Canopy Labs
- Industry: Computer software
- Founded: 2012
- Founder: Wojciech Gryc Jorge Escobedo
- Successor: Drop
- Headquarters: Toronto, Ontario, Canada
- Website: www.canopylabs.com

= Canopy Labs =

Software company in Canada

Canopy Labs is a customer analytics company headquartered in Toronto, Ontario, Canada, with offices in San Francisco. It was founded in 2012 and offers SaaS marketing analytics for businesses and organizations. The company is an alumnus of the Y Combinator accelerator program. Canopy Labs was acquired by Drop.

== History ==

Canopy Labs was founded in 2012 in Thornhill, Ontario by Wojciech Gryc and Jorge Escobedo. Gryc is a Loran Scholar, Rhodes Scholar and former McKinsey consultant, and Escobedo is a former PhD researcher at the Perimeter Institute and University of Waterloo.
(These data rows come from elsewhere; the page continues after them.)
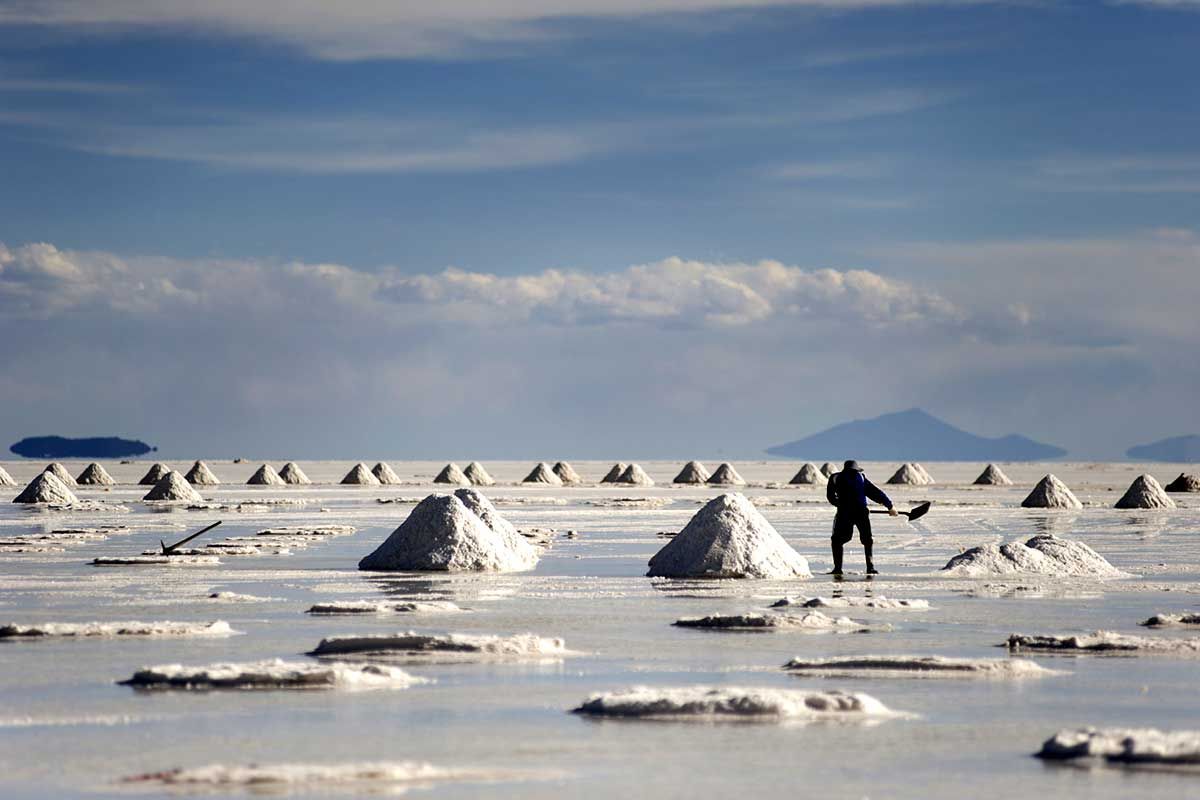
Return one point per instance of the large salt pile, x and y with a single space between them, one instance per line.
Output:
201 475
95 475
360 476
691 473
634 475
1185 482
1051 493
1145 493
451 474
729 539
993 475
154 474
47 488
173 487
725 475
443 533
478 475
809 475
543 474
294 475
567 473
1043 554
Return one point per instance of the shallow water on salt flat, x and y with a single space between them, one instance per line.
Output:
66 729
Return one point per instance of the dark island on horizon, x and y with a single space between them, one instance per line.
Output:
89 447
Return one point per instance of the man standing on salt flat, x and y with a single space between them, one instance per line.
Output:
849 491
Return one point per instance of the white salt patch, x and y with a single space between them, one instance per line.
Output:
732 702
729 539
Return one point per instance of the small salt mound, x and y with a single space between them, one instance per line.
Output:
809 475
1185 482
613 474
201 475
567 473
810 620
634 475
993 475
460 645
173 488
271 674
265 475
47 488
360 476
444 534
729 539
155 474
725 475
691 473
934 666
478 475
543 474
1145 493
1043 554
95 475
1103 642
106 630
732 702
1128 746
1051 493
451 474
385 474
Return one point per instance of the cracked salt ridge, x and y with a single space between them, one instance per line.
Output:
113 630
706 703
1128 746
271 674
921 666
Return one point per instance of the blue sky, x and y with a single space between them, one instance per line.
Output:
1005 198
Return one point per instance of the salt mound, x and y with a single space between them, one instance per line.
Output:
360 476
201 475
567 473
691 473
173 488
729 539
115 630
911 475
443 534
1043 554
993 475
478 475
1129 746
809 475
1185 482
154 475
271 674
385 474
265 475
1145 493
1103 642
635 475
732 702
543 474
462 645
47 488
725 475
294 475
613 474
1051 493
451 474
95 475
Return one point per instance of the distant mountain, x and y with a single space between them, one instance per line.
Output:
95 447
1177 449
911 435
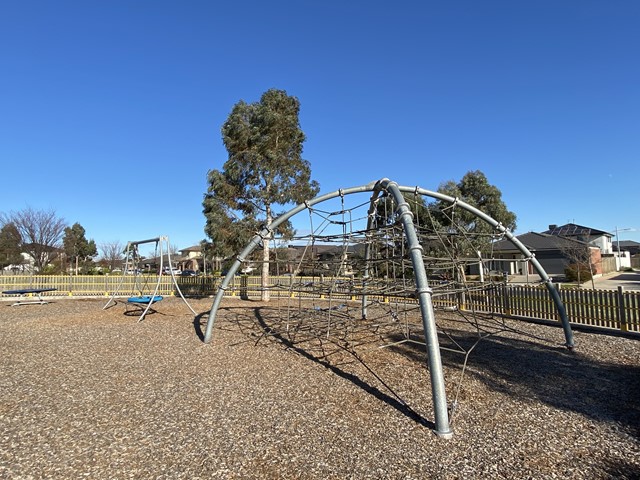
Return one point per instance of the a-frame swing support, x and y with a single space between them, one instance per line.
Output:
162 248
423 291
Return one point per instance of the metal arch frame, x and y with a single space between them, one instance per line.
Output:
423 290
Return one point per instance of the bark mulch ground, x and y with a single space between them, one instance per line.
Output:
92 393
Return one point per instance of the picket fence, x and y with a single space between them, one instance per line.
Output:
605 309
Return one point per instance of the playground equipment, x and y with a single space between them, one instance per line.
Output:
139 301
365 261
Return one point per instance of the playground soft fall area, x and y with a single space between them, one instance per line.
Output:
95 393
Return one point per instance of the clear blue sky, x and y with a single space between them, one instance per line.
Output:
110 111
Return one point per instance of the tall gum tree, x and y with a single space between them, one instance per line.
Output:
264 169
474 189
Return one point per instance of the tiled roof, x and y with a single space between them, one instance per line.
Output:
537 242
573 230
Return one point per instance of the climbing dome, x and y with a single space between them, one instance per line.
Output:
378 265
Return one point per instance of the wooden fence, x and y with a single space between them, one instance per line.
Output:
607 309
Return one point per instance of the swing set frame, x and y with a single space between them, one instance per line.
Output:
145 302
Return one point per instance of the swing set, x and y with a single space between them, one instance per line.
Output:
139 301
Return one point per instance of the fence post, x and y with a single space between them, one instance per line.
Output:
244 287
621 310
505 299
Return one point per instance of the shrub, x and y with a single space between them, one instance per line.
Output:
571 272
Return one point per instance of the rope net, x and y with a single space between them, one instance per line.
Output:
345 282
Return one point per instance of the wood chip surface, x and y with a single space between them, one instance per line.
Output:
92 393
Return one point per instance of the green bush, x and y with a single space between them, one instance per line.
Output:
571 273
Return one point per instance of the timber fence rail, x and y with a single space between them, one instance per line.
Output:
606 309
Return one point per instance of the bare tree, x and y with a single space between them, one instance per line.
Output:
41 232
112 253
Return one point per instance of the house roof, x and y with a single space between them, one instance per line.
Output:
574 230
195 248
536 242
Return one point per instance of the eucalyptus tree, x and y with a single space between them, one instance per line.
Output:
76 245
459 225
112 254
264 170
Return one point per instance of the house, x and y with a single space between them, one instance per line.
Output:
553 252
593 236
627 246
612 260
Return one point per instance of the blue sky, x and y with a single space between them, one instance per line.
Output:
110 111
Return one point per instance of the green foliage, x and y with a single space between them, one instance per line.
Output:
265 168
10 246
577 272
475 190
76 246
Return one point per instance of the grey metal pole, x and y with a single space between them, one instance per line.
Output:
426 309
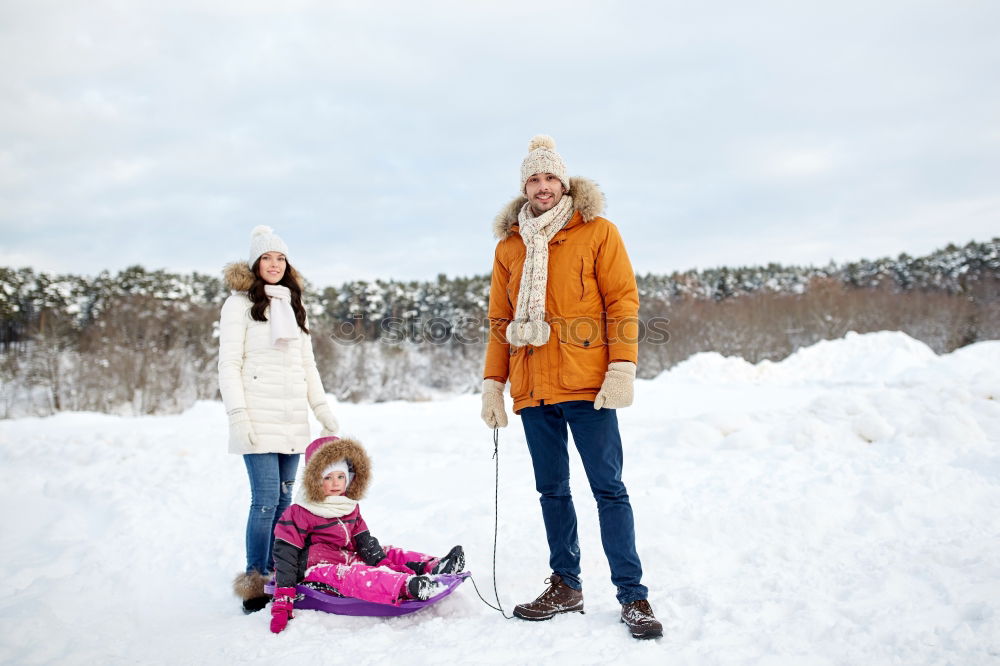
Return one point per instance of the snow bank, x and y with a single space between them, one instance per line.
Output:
839 507
858 359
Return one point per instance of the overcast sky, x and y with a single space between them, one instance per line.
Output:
380 139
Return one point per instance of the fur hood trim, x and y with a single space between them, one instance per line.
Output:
329 453
239 277
588 200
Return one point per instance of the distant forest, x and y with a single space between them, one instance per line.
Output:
145 342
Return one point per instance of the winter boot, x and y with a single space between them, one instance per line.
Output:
638 615
420 587
249 587
559 598
453 562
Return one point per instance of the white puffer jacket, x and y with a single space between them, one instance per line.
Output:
275 386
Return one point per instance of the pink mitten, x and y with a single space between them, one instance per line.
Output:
281 608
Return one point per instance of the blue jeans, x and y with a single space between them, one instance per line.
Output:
272 476
595 433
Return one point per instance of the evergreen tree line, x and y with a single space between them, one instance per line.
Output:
145 342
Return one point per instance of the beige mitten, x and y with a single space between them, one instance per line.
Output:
617 390
494 415
325 417
240 431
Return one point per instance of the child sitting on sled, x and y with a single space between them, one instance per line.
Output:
322 538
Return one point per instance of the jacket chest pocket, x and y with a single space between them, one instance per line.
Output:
583 354
580 293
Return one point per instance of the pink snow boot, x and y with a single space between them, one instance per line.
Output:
281 608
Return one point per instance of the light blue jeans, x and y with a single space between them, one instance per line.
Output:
272 476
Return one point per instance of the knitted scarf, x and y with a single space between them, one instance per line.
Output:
333 506
283 324
529 326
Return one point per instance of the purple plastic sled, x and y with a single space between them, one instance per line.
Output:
328 603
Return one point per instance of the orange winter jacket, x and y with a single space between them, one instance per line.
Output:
591 304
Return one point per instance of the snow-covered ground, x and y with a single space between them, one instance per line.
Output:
839 507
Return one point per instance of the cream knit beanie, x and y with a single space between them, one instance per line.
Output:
543 158
263 239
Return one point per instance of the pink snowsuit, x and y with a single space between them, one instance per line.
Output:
340 552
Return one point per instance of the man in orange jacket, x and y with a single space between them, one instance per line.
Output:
564 331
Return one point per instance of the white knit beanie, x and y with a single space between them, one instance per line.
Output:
543 158
263 239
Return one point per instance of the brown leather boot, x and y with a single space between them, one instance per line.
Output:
638 615
559 598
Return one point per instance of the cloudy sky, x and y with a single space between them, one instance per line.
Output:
380 139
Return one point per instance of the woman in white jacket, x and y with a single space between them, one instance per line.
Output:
268 380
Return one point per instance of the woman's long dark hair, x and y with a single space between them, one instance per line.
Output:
261 301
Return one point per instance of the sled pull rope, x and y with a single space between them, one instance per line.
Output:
496 527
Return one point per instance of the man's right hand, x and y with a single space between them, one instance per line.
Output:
494 415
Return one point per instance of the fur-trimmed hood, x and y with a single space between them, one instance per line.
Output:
329 452
588 200
239 277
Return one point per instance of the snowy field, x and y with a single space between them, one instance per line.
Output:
839 507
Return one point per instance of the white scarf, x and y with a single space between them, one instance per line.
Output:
529 326
283 324
334 506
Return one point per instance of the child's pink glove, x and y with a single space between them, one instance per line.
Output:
281 608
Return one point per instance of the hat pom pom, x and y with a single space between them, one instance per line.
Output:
542 141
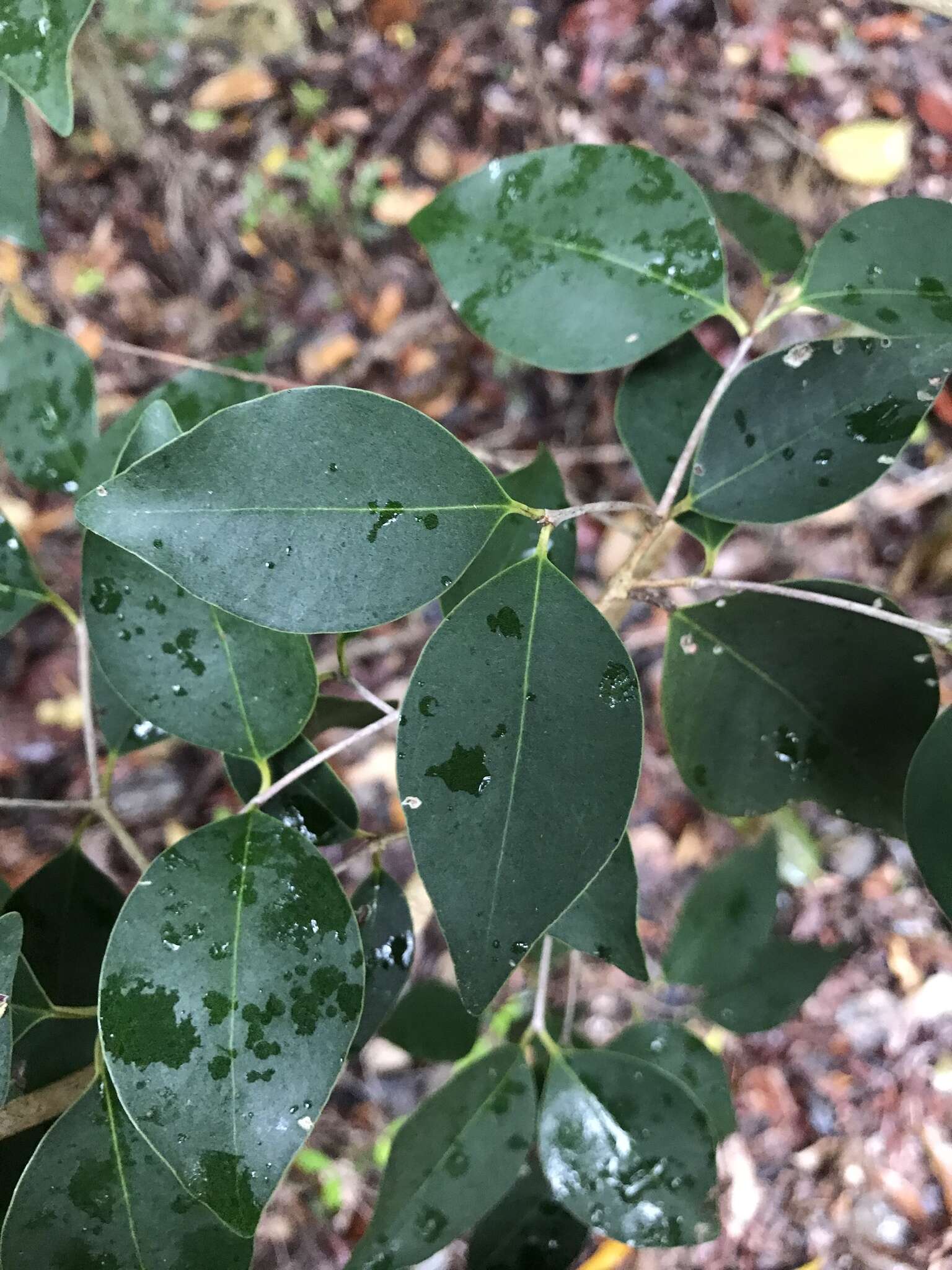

In 2012, the company joined the Y Combinator start-up acceleration program in Silicon Valley as part of the 2012 Summer Class. The company returned to Toronto in 2012, raising $1.5 million in seed funding from BDC Venture Capital's IT Fund, Peter Thiel's Valar Ventures, and a number of angel investors.

In March 2015, the company announced the launch of its new Canopy Labs platform, focused on helping businesses to track and optimize customer journeys and purchase funnels.

In 2018, Canopy Labs was acquired by customer loyalty company Drop Technologies.